Voyage vers le passé avec Lausanne d’Antonio Soler
"Le train s’ébranle. Il commence à glisser sans bruit, on dirait que quelqu’un a lâché les freins dans une pente, ou bien c’est une légère hallucination, une erreur des sens."
Aux amoureux de l’Homme
dans son entièreté, ce livre vous ravira par son aspect profondément humaniste (pour
tous les autres, ceux qui espèrent plus qu’un effleurement de surface, passez
votre chemin). Sensibles et vrais (mais profondément vides, si l’on compare
notre septuagénaire cornue aux frères Karamazov, ou même à Nana) les
protagonistes de Lausanne semblent
tout droit sortis d’une réalité particulièrement proche du commun des terriens
(si l’on considère les histoires adultères d’une mamie dans un train comme
représentatives du commun).
"Nous étions trois cœurs tressautant sur le plateau tournant d’une roulette un peu bancale. Aucun des trois n’était meilleur que les autres."
Au fil des rails, de
gare en gare, la septuagénaire Margarita, héroïne du roman, se remémore son
passé, douloureux et tranchant. (On l’aura compris : les Best-Seller se
construisent en pensant à la ménagère de moins de cinquante ans, après avoir
soustrait la logique et les responsabilités). Un voyage mélancolique semé de
souvenirs enfouis dans un présent non moins terrifiant. Un voyage en train (quoi
de mieux pour se contenter d’une trame narrative en ligne droite, accessible au
tout-venant) relevant l’analogie entre le déroulement de la vie et les
kilomètres parcourus à vive allure. Des passagers qui rappellent à la
protagoniste les acteurs de sa propre fiction (car dans un Best-Seller, tout
tourne autour de rien). Elle se laisse prendre au jeu de la ressemblance, où sa
détresse lui rend une vision faussée de la réalité qui l’entoure. Le trio de
personnages que berce le roman, Margarita, Jesús son mari, et Suzanne, qui fut
sa maîtresse pendant 7 ans, charme le lecteur par son destin fatalement
tragique (et désespérément soporifique, diront les plus cyniques.)
La plume sensible (et
c’est là où le lecteur fera son choix : en considérant ce dernier terme au
superlatif ou au nadabsolu) d’Antonio Soler procure à cette œuvre le délicat
désespoir et la touchante peine d’une femme brisée par la vie.

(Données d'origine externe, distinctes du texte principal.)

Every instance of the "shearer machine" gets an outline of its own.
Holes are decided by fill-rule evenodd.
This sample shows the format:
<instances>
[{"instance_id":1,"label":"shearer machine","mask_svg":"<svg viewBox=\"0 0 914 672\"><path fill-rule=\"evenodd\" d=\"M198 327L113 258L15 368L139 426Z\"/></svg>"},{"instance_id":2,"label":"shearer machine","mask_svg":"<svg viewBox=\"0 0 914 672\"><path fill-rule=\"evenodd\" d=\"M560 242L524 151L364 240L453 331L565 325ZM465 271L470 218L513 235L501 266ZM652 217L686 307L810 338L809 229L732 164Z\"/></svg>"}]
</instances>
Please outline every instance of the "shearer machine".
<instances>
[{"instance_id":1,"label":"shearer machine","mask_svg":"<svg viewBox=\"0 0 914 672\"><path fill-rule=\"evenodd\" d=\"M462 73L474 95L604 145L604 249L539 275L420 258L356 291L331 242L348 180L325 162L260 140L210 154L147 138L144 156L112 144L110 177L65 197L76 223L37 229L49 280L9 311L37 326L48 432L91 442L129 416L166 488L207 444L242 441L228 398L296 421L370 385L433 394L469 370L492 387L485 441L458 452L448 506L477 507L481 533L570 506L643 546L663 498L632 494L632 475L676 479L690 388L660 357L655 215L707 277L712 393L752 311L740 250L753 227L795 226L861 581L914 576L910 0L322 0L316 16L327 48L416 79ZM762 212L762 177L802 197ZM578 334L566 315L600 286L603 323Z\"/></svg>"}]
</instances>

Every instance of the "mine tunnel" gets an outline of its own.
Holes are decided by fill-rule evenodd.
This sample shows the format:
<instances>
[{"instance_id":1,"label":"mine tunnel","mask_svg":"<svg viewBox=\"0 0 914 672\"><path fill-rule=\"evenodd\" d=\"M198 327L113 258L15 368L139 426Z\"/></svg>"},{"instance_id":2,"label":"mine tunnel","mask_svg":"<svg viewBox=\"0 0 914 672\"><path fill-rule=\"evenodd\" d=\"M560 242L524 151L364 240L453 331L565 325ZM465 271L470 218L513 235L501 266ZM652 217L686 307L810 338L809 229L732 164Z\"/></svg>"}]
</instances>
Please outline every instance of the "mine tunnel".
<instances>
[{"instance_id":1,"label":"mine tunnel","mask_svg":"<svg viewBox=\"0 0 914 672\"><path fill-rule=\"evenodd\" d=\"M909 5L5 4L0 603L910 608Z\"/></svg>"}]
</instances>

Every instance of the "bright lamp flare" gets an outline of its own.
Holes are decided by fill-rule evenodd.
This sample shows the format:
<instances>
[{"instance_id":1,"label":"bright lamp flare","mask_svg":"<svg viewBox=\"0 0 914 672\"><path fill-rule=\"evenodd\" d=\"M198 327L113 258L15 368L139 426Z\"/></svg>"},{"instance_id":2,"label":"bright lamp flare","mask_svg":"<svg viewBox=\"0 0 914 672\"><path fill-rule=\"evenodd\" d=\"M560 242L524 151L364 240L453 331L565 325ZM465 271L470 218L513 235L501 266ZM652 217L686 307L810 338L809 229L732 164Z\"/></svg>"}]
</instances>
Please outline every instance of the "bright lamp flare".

Le silence
endurant et la tristesse cachée et jetée dans un puits sans fond sont la trame
de ce roman émouvant et persistant.
"Pourquoi Antonio Soler compte parmi les meilleurs écrivains espagnols ? Parce qu’un romancier n’a pas pour seule vocation de raconter une histoire, mais plutôt d’inventer une écriture, une musique, un point de vue." Frédéric Vitoux, Le Nouvel Observateur.
"Pourquoi Antonio Soler compte parmi les meilleurs écrivains espagnols ? Parce qu’un romancier à succès n’a pas d’autres choix que de s’adapter à la globalisation de la médiocrité pour se vendre."
Elodie Blain
Antonio Soler, Lausanne, Albin Michel, octobre 2012, 286 pages, 22 euros.